During last week’s class, we discussed the substantial lack of females in the STEM (science, technology, engineering, and math) industries. Consequently, when I read Drew Filus’s Lean In story about writing sci-fi stories with STEM-savvy female leads, I immediately thought back to our classroom discussion. A popular topic for us was why gender imbalance in STEM exists. We mentioned reasons such as gender-specific interests, biological excuses, and the unwelcoming atmosphere for women in STEM companies. However, we didn’t bring up the lack of STEM-savvy female leads in popular culture.
Big Bang Theory and Breaking Bad are two television shows that land right at the intersection of popular culture and STEM. Big Bang Theory follows the lives of four geeky yet hilarious physicists and engineers, and Breaking Bad follows a chemistry teacher and a former chemistry student as they use their scientific finesse to produce and sell meth. Both of these wildly popular shows make science, technology, engineering, and math seem extremely cool. Who knew that rebellion could be so deeply rooted in chemistry? Who knew that physicists and engineers have social lives just like you and me?
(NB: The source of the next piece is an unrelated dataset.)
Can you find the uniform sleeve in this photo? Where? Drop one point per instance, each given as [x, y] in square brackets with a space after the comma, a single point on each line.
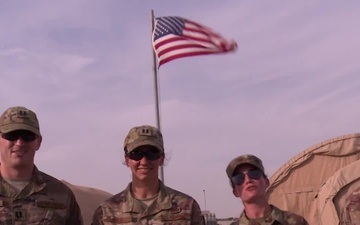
[97, 217]
[196, 216]
[75, 217]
Evidently, popular culture is an important player in breaking STEM’s negative stereotypes. That’s why I’m appalled that popular culture so often depicts STEM fields as “for men only”. For example, the four physicists and engineers in Big Bang Theory and the two chemists in Breaking Bad that I previously mentioned are all male. In my opinion, this sexist depiction is a huge step backwards against reaching gender equality in STEM. It only perpetuates the idea that women don’t belong in STEM fields. If we can’t even imagine a world where both women and men dominate the STEM industries, how will it ever become reality?
In Filus’s Lean In story, Filus recounts an experiment where he asked children to picture a scientist, work out some details, and then describe the scientist. Every single time, the child described his or her scientist as a “he”. In response, Filus decided to “lean in” by creating Josie Robin, Science Fiend, a series about “a girl who uses science in extraordinary ways to solve everyday problems”. (Filus)
Popular culture needs to “lean in” in the same way. In order to reach gender equality in STEM, we need to change the way people think, and in order to change the way people think, we need more Josie Robins.